CRAD-Clustering

Python implementation of CRAD clustering algorithm (CRAD.py) and extended DBSCAN algorithm using CRAD framework (ExtensionToDBSCAN.py).

Setup

python setup.py install

For CRAD-Clustering:

Call the function cal_adjM_cutOff(xxDist, StepSize, Nbin) to calculate adjancey matrix where

Inputs:

xxDist - A distance matrix using robust mahalanobis distance.

StepSize - Maximum steps of neighborhood you check in histogram to find optimal cut-off parameter.

Nbin - Number of bin in histogram to find optimal cut-off parameter.

Outputs:

An adjancey matrix

Then you call function clustering_(data, adj) to get the final clustering result, where

Inputs:

data - A m by n matrix where m corresponds to number of observations, and n corresponds to number of features.

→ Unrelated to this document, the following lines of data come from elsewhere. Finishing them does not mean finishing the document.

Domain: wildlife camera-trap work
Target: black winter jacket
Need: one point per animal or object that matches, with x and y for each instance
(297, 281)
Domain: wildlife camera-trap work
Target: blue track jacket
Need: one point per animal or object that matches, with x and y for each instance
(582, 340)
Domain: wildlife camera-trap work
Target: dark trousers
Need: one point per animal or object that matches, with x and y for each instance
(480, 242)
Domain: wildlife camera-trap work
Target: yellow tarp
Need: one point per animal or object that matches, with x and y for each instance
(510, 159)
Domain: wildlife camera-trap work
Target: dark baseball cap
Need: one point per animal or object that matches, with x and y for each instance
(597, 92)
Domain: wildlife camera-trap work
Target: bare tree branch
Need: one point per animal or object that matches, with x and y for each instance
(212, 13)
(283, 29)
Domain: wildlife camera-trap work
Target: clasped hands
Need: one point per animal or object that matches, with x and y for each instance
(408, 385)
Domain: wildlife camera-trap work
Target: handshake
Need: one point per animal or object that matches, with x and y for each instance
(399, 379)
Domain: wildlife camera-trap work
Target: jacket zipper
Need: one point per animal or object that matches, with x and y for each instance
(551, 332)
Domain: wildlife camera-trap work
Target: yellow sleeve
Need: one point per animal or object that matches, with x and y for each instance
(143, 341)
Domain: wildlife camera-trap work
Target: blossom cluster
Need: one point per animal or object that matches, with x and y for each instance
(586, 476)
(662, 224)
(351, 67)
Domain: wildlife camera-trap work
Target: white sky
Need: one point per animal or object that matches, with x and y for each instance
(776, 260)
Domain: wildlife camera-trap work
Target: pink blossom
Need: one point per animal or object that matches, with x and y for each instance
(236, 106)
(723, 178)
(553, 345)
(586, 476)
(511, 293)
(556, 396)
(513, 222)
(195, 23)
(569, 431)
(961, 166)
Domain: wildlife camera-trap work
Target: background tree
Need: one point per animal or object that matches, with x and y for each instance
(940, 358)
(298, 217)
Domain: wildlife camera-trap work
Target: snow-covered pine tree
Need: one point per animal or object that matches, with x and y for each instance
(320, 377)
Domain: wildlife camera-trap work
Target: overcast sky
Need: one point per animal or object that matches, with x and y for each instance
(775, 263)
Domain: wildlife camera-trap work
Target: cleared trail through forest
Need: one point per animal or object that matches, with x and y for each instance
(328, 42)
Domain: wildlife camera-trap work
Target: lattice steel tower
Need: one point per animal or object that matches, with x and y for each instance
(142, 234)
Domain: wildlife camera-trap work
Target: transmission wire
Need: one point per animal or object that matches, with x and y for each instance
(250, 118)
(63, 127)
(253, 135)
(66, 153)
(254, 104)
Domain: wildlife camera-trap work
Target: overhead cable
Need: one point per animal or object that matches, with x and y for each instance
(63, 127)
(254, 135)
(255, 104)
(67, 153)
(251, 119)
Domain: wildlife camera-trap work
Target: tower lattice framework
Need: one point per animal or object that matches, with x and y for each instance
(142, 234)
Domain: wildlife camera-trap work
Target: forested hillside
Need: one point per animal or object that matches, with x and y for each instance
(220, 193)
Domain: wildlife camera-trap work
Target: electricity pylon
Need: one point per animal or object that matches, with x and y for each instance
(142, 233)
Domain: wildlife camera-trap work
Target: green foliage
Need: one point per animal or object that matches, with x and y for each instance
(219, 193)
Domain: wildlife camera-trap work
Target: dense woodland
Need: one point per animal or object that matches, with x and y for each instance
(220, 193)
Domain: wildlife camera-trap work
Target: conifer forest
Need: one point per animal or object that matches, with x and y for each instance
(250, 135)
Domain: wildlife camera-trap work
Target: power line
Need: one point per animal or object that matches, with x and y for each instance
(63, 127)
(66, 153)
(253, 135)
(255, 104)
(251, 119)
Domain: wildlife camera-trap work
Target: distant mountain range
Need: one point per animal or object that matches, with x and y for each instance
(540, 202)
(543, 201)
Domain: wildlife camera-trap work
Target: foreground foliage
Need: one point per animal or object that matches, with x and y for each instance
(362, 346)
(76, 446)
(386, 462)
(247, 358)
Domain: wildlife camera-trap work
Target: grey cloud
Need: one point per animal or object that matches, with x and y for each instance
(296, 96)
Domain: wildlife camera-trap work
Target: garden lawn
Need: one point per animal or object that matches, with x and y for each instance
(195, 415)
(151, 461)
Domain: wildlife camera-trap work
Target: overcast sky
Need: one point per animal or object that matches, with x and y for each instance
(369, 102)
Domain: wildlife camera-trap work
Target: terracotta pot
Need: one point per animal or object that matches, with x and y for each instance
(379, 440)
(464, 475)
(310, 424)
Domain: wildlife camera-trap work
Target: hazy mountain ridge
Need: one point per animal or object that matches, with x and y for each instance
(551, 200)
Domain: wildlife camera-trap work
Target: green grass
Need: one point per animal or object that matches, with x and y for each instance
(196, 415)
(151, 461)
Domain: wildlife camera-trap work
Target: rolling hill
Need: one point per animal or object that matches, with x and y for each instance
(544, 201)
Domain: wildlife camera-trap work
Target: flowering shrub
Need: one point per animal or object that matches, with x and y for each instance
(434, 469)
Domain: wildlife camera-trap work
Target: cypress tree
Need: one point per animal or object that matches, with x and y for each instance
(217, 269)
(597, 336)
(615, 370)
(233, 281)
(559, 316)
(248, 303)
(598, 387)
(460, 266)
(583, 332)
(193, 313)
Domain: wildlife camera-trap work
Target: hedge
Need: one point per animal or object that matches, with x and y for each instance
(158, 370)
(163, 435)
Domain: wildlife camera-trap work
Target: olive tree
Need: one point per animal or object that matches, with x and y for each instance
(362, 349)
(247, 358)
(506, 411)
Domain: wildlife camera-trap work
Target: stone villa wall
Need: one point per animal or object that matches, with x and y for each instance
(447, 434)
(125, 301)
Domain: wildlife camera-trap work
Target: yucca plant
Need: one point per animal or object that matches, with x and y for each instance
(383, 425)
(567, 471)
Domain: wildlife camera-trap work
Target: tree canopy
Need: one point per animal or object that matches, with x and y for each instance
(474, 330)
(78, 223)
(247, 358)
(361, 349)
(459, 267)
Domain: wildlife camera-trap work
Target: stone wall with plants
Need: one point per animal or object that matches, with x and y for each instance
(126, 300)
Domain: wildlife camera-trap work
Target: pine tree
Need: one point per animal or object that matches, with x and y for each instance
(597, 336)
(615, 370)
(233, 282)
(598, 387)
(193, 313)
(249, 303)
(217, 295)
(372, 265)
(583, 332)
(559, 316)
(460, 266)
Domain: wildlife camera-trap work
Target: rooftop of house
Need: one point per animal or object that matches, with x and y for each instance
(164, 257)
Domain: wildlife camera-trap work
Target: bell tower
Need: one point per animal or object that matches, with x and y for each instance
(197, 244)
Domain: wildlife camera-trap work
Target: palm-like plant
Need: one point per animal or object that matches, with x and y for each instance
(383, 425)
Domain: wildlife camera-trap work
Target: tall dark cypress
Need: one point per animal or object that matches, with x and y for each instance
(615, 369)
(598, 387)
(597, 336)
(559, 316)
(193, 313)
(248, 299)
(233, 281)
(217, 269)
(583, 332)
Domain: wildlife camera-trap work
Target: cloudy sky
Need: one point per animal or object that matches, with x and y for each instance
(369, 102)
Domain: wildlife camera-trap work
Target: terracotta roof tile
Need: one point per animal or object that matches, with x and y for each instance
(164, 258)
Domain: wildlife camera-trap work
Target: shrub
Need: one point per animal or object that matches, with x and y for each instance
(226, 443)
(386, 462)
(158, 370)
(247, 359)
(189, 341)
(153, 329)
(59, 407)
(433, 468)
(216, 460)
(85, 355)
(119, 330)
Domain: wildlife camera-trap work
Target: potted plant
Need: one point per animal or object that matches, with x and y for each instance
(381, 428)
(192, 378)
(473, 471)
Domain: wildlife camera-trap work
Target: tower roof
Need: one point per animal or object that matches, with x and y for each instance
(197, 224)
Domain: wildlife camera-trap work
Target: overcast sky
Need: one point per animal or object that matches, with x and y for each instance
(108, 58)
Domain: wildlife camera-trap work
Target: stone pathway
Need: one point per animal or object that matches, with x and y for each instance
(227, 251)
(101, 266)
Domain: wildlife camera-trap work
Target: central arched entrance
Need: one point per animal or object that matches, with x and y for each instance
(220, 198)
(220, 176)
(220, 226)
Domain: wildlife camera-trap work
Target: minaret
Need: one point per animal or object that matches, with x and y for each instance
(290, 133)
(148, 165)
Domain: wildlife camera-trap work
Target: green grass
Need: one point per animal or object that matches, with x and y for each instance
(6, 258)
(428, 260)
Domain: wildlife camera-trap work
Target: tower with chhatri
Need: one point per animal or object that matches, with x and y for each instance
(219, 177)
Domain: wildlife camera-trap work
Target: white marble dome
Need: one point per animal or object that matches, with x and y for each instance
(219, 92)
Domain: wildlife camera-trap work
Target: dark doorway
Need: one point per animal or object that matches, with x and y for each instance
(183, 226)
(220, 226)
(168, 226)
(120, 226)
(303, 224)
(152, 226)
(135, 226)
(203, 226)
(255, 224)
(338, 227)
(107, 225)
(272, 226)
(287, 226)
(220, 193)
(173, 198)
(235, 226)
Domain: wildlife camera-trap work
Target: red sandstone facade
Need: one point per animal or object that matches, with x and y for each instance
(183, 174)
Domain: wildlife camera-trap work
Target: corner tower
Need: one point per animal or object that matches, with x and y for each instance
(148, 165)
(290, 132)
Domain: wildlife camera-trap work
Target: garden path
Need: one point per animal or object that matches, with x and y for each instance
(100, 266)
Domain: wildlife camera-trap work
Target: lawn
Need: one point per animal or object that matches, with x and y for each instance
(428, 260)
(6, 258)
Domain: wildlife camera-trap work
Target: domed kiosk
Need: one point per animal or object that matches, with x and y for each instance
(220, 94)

adj - An adjancey matrix which is calculated in above step.

Output:

An array with either a cluster id number.

For Extended DBSCAN:

Call the function dbscan_newM(xxDist, StepSize, Nbin, min_points) where

Inputs:

xxDist - A distance matrix using robust mahalanobis distance

StepSize - Maximum steps of neighborhood you check in histogram to find optimal cut-off parameter

Nbin - Number of bin in histogram to find optimal cut-off parameter

min_points - The minimum number of points to make a cluster

Outputs:

An array with either a cluster id number.